The Twins knew Papelbon and catcher Jason Varitek have had a hard time holding runners, and Casilla got his stolen base, moving into scoring position.
But Papelbon fanned Morneau to halt that threat, and two innings later, the .177-hitting Casilla came up in a key spot instead of the .347-hitting Kubel.
That time, the Twins had runners at first and second with one out against Boston lefthander Hideki Okajima, but Matt Tolbert struck out (dropping his average to .164), and Casilla grounded out to end the inning.
The Twins also left two runners on against Okajima in the 11th inning, and Boston finally ended it in the bottom half, when Carl Crawford doubled off the Green Monster against Twins reliever Jim Hoey, scoring pinch runner Jose Iglesias from first.
The Twins finished 3-6 on an 11-day trip that started at Kansas City and Chicago and ended with three consecutive losses.
"We had however many innings to knock in another run and just didn't get it done," said Gardenhire, who got ejected for arguing a disputed foul tip call on Danny Valencia by plate umpire Joe West in the ninth inning. "We just haven't been swinging. That continued again tonight."
With the lowest-scoring offense in the American League, and with numerous questions about his relief core beyond Glen Perkins (who already had entered the game), Gardenhire knew there might not be many chances after the eighth inning.
Morneau finished 2-for-5, raising his average to .212. He had a single in the 11th that came three innings too late.
When teams aren't scoring, decisions are magnified, and this game was filled with strategy intrigue.
The only run Boston scored off Nick Blackburn came in the fifth. With two outs and a runner on third, pitching coach Rick Anderson made a visit to the mound. Lefthanded-hitting Adrian Gonzalez was coming to the plate with righthanded-hitting cleanup man Kevin Youkilis on deck.

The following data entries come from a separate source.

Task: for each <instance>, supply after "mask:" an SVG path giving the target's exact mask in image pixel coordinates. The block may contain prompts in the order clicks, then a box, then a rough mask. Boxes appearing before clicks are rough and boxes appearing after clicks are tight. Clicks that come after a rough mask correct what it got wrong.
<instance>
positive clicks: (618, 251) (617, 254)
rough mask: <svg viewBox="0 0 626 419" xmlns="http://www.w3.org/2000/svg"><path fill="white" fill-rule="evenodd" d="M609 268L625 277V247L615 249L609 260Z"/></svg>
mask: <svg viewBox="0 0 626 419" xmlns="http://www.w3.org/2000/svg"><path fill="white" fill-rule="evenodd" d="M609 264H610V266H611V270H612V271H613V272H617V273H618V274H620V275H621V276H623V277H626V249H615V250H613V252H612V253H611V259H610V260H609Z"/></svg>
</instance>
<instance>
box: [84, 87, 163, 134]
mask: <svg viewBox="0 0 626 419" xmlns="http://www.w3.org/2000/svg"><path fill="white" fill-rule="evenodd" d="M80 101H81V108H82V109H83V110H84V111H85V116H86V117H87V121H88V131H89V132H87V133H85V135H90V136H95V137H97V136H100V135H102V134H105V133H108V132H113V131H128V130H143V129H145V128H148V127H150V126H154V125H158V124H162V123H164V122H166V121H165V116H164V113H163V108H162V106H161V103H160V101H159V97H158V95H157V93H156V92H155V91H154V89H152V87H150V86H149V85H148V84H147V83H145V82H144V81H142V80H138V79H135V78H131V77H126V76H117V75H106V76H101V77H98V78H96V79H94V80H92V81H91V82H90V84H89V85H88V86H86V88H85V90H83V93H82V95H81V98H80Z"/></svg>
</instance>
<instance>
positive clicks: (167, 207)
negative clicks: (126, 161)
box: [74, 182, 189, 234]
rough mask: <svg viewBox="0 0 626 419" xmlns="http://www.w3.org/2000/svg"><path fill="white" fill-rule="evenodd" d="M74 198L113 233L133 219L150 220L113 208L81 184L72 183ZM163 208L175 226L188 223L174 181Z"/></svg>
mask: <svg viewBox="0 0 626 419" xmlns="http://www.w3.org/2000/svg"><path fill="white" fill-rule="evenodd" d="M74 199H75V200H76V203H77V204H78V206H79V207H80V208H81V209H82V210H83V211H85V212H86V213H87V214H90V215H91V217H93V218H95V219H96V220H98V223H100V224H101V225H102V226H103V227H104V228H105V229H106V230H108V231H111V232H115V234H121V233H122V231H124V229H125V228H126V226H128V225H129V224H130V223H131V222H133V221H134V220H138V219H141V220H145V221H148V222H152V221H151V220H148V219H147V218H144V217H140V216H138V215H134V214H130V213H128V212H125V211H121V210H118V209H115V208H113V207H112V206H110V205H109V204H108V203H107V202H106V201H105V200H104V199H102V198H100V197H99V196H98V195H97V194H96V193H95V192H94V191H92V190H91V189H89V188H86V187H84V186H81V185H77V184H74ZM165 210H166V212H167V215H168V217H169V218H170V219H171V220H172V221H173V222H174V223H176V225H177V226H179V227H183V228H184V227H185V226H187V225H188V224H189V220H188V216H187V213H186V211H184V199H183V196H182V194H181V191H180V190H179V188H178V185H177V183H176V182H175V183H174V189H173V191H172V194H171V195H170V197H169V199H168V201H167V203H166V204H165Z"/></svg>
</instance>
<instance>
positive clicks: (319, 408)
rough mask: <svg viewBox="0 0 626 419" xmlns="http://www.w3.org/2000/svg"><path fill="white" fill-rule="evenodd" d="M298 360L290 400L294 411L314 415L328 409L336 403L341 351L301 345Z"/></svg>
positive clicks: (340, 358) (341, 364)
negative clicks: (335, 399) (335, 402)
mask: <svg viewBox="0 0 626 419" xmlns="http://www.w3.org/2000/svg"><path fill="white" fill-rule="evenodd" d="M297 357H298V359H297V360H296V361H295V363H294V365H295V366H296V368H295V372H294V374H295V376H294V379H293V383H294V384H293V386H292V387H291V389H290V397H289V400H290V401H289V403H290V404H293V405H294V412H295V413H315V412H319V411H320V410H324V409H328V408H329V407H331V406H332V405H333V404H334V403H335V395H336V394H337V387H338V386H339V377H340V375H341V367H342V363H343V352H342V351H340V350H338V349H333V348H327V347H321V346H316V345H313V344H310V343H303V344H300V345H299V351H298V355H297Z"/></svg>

"The fact there's an open base, and [Gonzalez is] their best hitter in the lineup — obviously we like our chances with someone else other than him," Blackburn said. "So I had full intentions of pitching around him and didn't execute."
Blackburn tried getting his first pitch to the dirt but left it belt-high, and Gonzalez lined an RBI single to left field.
The Red Sox faced a similar dilemma in the eighth, when they were still clinging to a 1-0 lead. The Twins had a runner on second, two outs and Kubel at the plate with Morneau on deck.
Boston manager Terry Francona summoned closer Jonathan Papelbon, who pitched to Kubel. Papelbon quickly got two strikes, but Kubel stayed alive before looping his game-tying single.
"That was heck of a ballgame," Gardenhire said. "In this ballpark, to have a 1-1 game going to extra innings is pretty amazing, to tell you the truth, and says a lot about both pitching staffs."
But the loss dropped the Twins (12-21) back to nine games under .500.